Wann die goldenen Jahre des Kannenbesen waren, wollen wir von Klaus wissen und die Antwort kommt sofort und unmissverständlich: “Vom ersten Tag an, bis Corona kam”. Wer die Wirtschaft in ihrem urigen Gewölbekeller kennt, muss ihm unumwunden recht geben. Wenn der Kannenbesen geöffnet hat, ist er auch immer voll. Aus dem ganzen Landkreis kommen die Gäste, um hausgemachte Weine, selbstgebrannte Schnäpse, die Gärtnersche Hausmannskost von Klaus als erfahrenen Koch und dazu als Schmankerl Mundart von Adelheid zu genießen. Der Zustrom war einst so groß, dass Klaus und Kurt nicht nur den Kellerraum auf den benachbarten Kartoffelkeller erweitern, sondern sogar den Hof für die Bewirtung der Gäste ertüchtigen mussten.
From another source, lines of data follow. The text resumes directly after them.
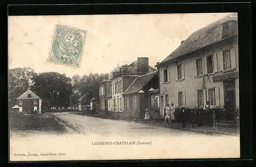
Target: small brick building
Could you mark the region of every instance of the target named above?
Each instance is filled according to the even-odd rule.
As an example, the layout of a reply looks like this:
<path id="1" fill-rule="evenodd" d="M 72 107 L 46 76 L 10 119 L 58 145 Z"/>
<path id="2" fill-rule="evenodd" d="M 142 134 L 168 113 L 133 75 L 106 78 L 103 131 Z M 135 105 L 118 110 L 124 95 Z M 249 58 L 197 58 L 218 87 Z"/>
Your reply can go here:
<path id="1" fill-rule="evenodd" d="M 41 113 L 42 100 L 31 90 L 27 90 L 16 99 L 19 112 L 31 113 L 36 110 L 37 113 Z"/>

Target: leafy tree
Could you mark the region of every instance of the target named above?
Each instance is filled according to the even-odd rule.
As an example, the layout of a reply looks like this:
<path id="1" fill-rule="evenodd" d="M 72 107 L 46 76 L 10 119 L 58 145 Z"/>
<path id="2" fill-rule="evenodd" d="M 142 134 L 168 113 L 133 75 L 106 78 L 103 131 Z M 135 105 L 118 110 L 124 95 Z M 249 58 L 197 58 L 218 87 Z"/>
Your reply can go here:
<path id="1" fill-rule="evenodd" d="M 56 72 L 39 74 L 33 79 L 34 84 L 31 87 L 43 99 L 44 106 L 68 107 L 72 93 L 71 79 L 65 74 Z"/>
<path id="2" fill-rule="evenodd" d="M 16 98 L 33 85 L 32 79 L 37 75 L 37 74 L 30 67 L 9 69 L 8 86 L 10 102 L 16 104 Z"/>

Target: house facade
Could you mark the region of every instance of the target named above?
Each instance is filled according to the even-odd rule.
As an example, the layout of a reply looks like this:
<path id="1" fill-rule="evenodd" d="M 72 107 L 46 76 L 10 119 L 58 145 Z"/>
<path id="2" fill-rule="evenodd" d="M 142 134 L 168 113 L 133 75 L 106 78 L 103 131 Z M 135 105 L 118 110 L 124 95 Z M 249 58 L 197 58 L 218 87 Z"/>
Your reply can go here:
<path id="1" fill-rule="evenodd" d="M 99 105 L 101 113 L 107 114 L 109 110 L 108 98 L 111 96 L 111 81 L 104 79 L 99 83 Z"/>
<path id="2" fill-rule="evenodd" d="M 20 113 L 31 113 L 36 110 L 41 113 L 42 100 L 31 90 L 28 90 L 16 98 L 16 105 Z"/>
<path id="3" fill-rule="evenodd" d="M 140 76 L 156 70 L 148 65 L 148 57 L 138 57 L 137 60 L 130 65 L 120 66 L 119 71 L 112 74 L 112 108 L 111 110 L 122 116 L 124 110 L 123 92 Z M 123 115 L 125 116 L 125 115 Z"/>
<path id="4" fill-rule="evenodd" d="M 143 118 L 145 108 L 147 107 L 151 111 L 151 117 L 154 117 L 155 107 L 159 107 L 159 106 L 157 103 L 154 103 L 156 94 L 151 92 L 158 89 L 158 71 L 137 77 L 122 94 L 122 115 L 124 117 Z M 155 93 L 157 94 L 158 92 L 155 91 Z"/>
<path id="5" fill-rule="evenodd" d="M 167 104 L 179 108 L 202 109 L 206 101 L 218 110 L 230 102 L 239 111 L 237 15 L 231 14 L 194 32 L 157 66 L 159 70 L 160 110 Z"/>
Familie Gärtner in ihrem Kannenbesen / Bild: Privat

Von der Corona-Krise hat sich die Traditionsgaststätte, die seit einigen Jahren nicht mehr nur als saisonaler Besen, sondern unter Vollkonzession betrieben wird, nicht mehr wirklich erholt. Viele Gäste kamen nicht wieder, die Luft war raus… ein Phänomen, von dem unzählige andere Wirte überall im Land ein trauriges Lied singen können. Insbesondere aus diesem Grund, aber auch aufgrund des Alters und der Gesundheit haben sich die Brüder nun dazu entschlossen, den Kannenbesen im November noch einmal zu öffnen und dann ruhen zu lassen.

Einen Monat lang, vom 4. November bis zum 4. Dezember, kann im gemütlichen Keller und im Innenhof der Herrenstraße – unter dem traditionellen Symbol des Reisigbesen – noch einmal miteinander auf alte Zeiten angestoßen werden.